「季節の記憶」保坂和志 ★★★★★
「言葉で、存在してるものをあてはめること、そんなことをしてるのは人間だけだ、という趣旨の文章は、今までにも何回か目にしてきていて、「確かにそうだなー」と当たり前のことを、毎回思う。毎回思って、どうにかなるかというと、どうにもなりません」
「元々無名なことに言葉をあてはめて、それで意思疎通してるっていうのは、なんだか現実感のないことで、すごいな」
などなど、こんなことが自然と頭の中に浮かんできて、これは、ただ小説に書かれたことをなぞってるだけなんだけど、それでも「自分で考えている!」と感じさせてくれる、なんだか稀有な小説だと思います。すごい。
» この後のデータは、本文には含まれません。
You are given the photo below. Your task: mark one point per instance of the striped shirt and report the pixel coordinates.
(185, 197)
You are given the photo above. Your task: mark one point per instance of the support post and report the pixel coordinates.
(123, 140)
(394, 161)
保坂和志さんの小説を読んでいると、読むと考えるが同じ時間に進行していって、この平凡な脳みそをめいいっぱい回転させて「考えてる」ことを意識しただけで、なんとなく頭脳が冴えわたってきたな、うれしい、という錯覚を感じることができて、なんともありがたいのです。
ほんとに個人的な趣味なのですが
「事実としてそうなんだということを知っていてもそれを実感する方法を持たないというのあ人間の持った世界像の特異なところで、こういう世界像を得れば得るほど人間は、少なくとも地上では孤立するしその方向はもう止まらない」
という哲学チックな文章が続いて「なにこれ、すごいなあ」と嘆息しているところに
「なんて思っていたけれど、ところで11月末の、秋というよりも冬といった方がいい季節の夜は不思議に安定している」
という、「保坂和志さん、すっとぼけた」とつっこみたくなる文章の流れが、とても好きです。
内容のつながらない文章、なのに、その「つながらない」感じが、自然で、もうこれは、感動ものなんです。面白かった。